Nonprofits Seek 60 Day Extension of DOL Overtime Comment Period

August 5, 2015 - On June 30, 2015, the Department of Labor (DOL) released a proposed rule that would revise regulations governing overtime compensation related to the Fair Labor Standards Act (FLSA). Specifically, the proposed rule would increase the salary threshold below which employees qualify for overtime compensation, impacting an estimated 4.5 million employees in the United States, including many working in the nonprofit sector. LSA joined Independent Sector, the National Council of Nonprofits, and 145 organizations from across the charitable and philanthropic sector in a letter to the Department of Labor on August 5, 2015, requesting a 60-day extension of the public comment period for the proposed rule revising overtime pay regulations.   

Senators Ask DOL to Extend Comment Period for Overtime NPRM

July 25, 2015 - On July 24, 2015, 10 Republican Senators wrote Secretary of Labor Thomas Perez, seeking an extension of the comment period on the Department’s proposed overtime rule. Led by Sens. Lamar Alexander (R-Tenn.), Mike Enzi (R-Wyo.), and Johnny Isakson (R-Ga.), the Senators note in the letter that the “current 60-day comment period is simply inadequate to properly evaluate DOL’s proposal….[t]herefore, we encourage the Department to allow full public participation in the rulemaking process by extending the comment period for its NPRM by a minimum of 60 days.”

Also signing the letter were Sens. Bill Cassidy (R-La.), Susan Collins (R-Maine), Orrin Hatch (R-Utah), James Lankford (R-Okla.), Lisa Murkowski (R-Alaska), Pat Roberts (R-Kan.) and Tim Scott (R-S.C.).  The letter is available here.

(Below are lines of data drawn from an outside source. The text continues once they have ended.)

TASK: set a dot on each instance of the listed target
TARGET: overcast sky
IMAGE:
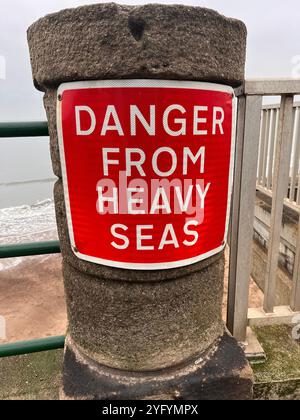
(273, 43)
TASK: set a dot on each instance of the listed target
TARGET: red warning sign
(147, 170)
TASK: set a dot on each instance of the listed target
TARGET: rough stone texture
(221, 373)
(126, 319)
(110, 41)
(144, 326)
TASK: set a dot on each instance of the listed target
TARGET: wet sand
(32, 298)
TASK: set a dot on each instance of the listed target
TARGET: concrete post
(124, 324)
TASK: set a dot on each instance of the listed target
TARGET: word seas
(147, 168)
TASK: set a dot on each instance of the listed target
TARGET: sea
(26, 195)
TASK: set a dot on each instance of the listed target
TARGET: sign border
(127, 83)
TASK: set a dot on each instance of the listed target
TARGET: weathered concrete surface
(144, 326)
(279, 377)
(37, 376)
(220, 373)
(110, 41)
(126, 319)
(178, 42)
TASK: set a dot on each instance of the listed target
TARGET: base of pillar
(221, 373)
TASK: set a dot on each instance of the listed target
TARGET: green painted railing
(28, 129)
(25, 250)
(24, 129)
(32, 346)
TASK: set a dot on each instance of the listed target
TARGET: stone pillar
(140, 334)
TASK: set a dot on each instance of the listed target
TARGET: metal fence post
(248, 133)
(281, 175)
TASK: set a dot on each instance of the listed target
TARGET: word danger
(147, 167)
(173, 115)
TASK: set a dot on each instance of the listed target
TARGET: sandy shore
(32, 298)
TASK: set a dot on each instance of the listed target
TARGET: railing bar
(262, 138)
(273, 136)
(32, 346)
(249, 117)
(295, 154)
(24, 129)
(272, 87)
(266, 149)
(281, 176)
(295, 295)
(30, 249)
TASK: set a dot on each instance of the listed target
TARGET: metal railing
(28, 129)
(267, 156)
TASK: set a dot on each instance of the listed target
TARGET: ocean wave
(25, 224)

House Holds Hearing on DOL Proposed Overtime Regulations

July 24, 2015 - Three weeks after the U.S. Department of Labor published its proposed overtime regulations, sharp differences of opinions appear to be forming, as indicated by testimony at a July 23 House Committee on Education and Workforce hearing. The draft regulations would increase the minimum salary level that employers must pay their white-collar employees from $23,660 to $50,400 per year to exempt them from time-and-a-half overtime pay. The proposal would also raise the minimum salary level for “highly compensated employees” from $100,000 to over $120,000 per year, and possibly establish a mechanism for automatically raising these salary levels in the future.

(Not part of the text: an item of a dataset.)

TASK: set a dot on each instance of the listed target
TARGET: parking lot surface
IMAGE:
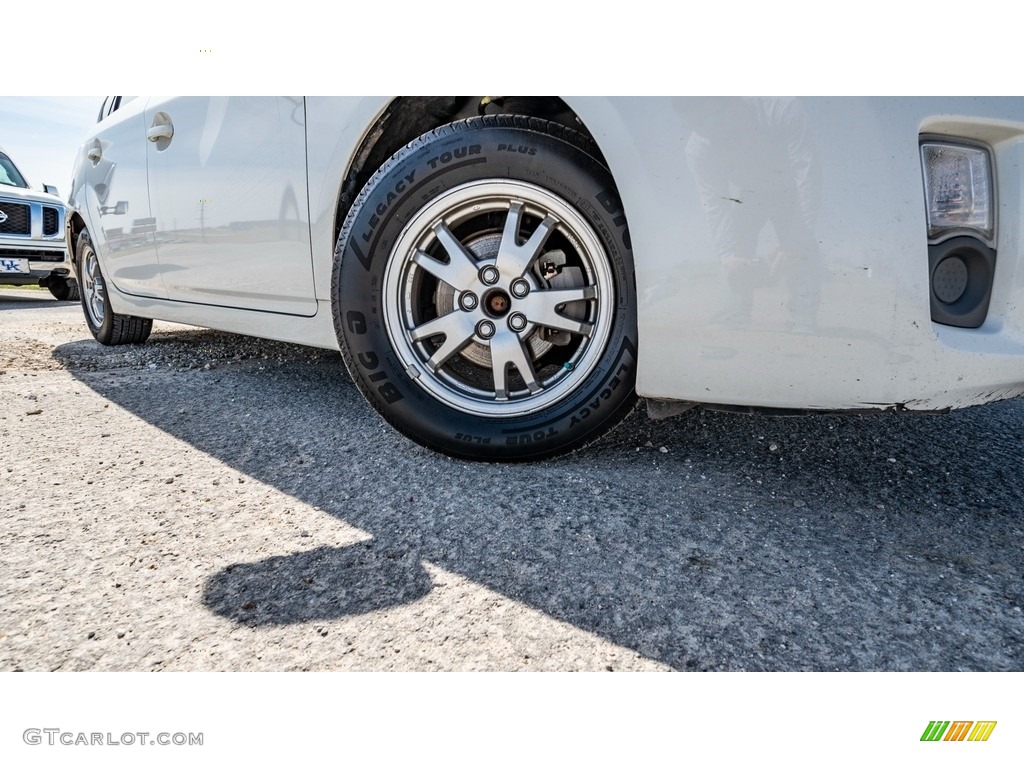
(216, 502)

During the hearing, small business owners and other opponents raised concerns about the cost of the proposal to employers and expressed their views on the resulting limitations on employee opportunity and flexibility. Supporters maintained that the proposal would reduce excessive work hours for some employees, raise wages for others, and create jobs. The submitted testimony and hearing webcast is archived here

Department of Labor Proposes Expansion of Overtime Protections

July 6, 2015 - The U.S. Department of Labor has proposed sweeping new regulations designed to expand overtime protections for millions of workers employed by nonprofits, for-profits, and governments. The draft regulations, which will not go into effect (if at all) until after a period of public comment and analysis, would more than double the minimum salary level that white-collar employees must be paid (from $23,660 to $50,400) to exempt them from overtime pay. The Labor Department is also proposing raising the minimum salary level for “highly compensated employees” from $100,000 to over $120,000 per year, and seeking comments on whether the government should establish a mechanism for automatically raising these salary levels in the future.  Comments are due here by September 4, 2015.